Device Function Library How to make a lib of device functions

Hi everyone

I m planning to make a library that includes device functions, like atomic lib. I have written my source file and header and compiled as library archive successfully. But when i included this library in another source file and use any device function, i had :

Error: External calls are not supported (found non-inlined call to _Z8Function_name)

at compiling step of source file.

It looks the reason of error is usage of device function that is in another obj file. To handle this error, what should i do ?

there is no CUDA linker, so the answer is you can’t do this. you’ll have to include things as headers.

tmurray thanks for answer. you mean include function bodies in headers too ? But in sm11_atomic_functions there are device function prototypes but not bodies ?

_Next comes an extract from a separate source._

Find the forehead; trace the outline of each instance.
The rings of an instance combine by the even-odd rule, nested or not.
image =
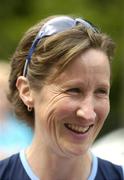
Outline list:
[[[58,82],[69,79],[86,78],[110,79],[110,64],[107,55],[101,50],[89,49],[74,58],[56,78]]]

device functions always need to be in header so that they can be inlined and shared across multiple CU files

I wish there were a way to link but so far there appears to be no way to do it.

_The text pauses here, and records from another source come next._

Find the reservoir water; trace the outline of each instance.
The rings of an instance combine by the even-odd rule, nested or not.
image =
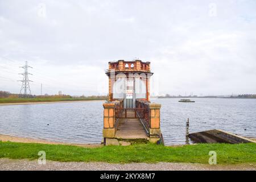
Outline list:
[[[184,144],[189,133],[221,129],[256,138],[256,99],[195,98],[151,100],[162,104],[161,130],[167,145]],[[0,134],[53,141],[99,143],[104,101],[0,106]]]

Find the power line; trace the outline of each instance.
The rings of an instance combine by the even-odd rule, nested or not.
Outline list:
[[[27,61],[26,61],[25,65],[21,67],[20,68],[22,68],[24,69],[23,73],[19,73],[19,75],[22,75],[23,76],[23,79],[22,80],[19,80],[18,81],[21,81],[22,82],[22,85],[20,88],[20,91],[19,92],[19,94],[21,94],[22,90],[24,90],[24,97],[27,97],[28,96],[31,95],[31,90],[30,89],[30,82],[32,82],[31,80],[30,80],[28,78],[28,75],[32,75],[28,73],[28,68],[32,68],[31,67],[30,67],[27,64]],[[28,93],[29,92],[29,93]]]

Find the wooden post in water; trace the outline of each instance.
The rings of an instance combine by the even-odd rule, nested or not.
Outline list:
[[[188,135],[189,134],[188,129],[189,128],[189,118],[188,118],[188,120],[187,121],[187,124],[186,124],[186,144],[189,144],[189,140],[188,140]]]

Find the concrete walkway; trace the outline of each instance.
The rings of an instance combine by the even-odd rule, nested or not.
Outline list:
[[[256,164],[238,165],[209,165],[191,163],[159,163],[156,164],[59,162],[47,160],[39,165],[37,160],[0,159],[0,170],[86,170],[86,171],[203,171],[203,170],[256,170]]]

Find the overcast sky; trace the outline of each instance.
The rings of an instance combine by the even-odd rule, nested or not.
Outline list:
[[[151,63],[155,94],[256,93],[256,1],[0,0],[0,90],[103,94],[108,61]]]

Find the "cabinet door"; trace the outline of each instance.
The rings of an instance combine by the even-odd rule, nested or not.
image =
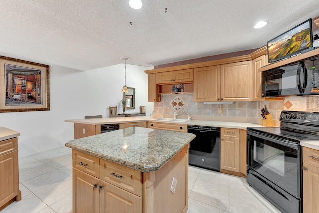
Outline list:
[[[73,168],[73,213],[100,212],[99,185],[97,178]]]
[[[253,60],[253,95],[254,101],[263,101],[264,98],[261,97],[261,72],[258,72],[258,69],[267,64],[267,56],[263,55]]]
[[[220,97],[220,66],[194,69],[194,101],[218,101]]]
[[[175,71],[173,72],[174,83],[187,82],[193,81],[193,69]]]
[[[319,210],[319,168],[305,163],[303,166],[303,212],[317,213]]]
[[[142,198],[119,187],[101,181],[101,213],[141,213]]]
[[[240,172],[239,138],[222,137],[220,143],[220,169]]]
[[[150,102],[159,101],[158,97],[157,86],[156,85],[156,75],[155,73],[149,74],[148,100]]]
[[[220,67],[222,101],[253,100],[253,62],[223,64]]]
[[[164,84],[173,83],[173,72],[159,72],[156,73],[156,83]]]
[[[0,207],[19,193],[18,151],[0,156]]]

The workaround that I use, is everything is in a header file. If some functions depend on other functions, I #include the entire file instead of just function prototypes. And I make sure to have #include guards to prevent multiple definitions (less important if we were using only function prototypes).

Then I have a single .cu file that includes whatever subset of the modules I want to build. So effectively, compiling the master .cu file acts as a linker.

The main headache I have with this method is the global namespace gets polluted much faster, because there is no file scope. I have kernels as well as device functions and host functions in these #include files, and if for one kernel, the best block size is, say, 128, and I #define BLOCK_SIZE 128, then this can cause major problems because the scope of such a definition is not just the file it’s defined in. And to make it worse, it depends on the order of includes.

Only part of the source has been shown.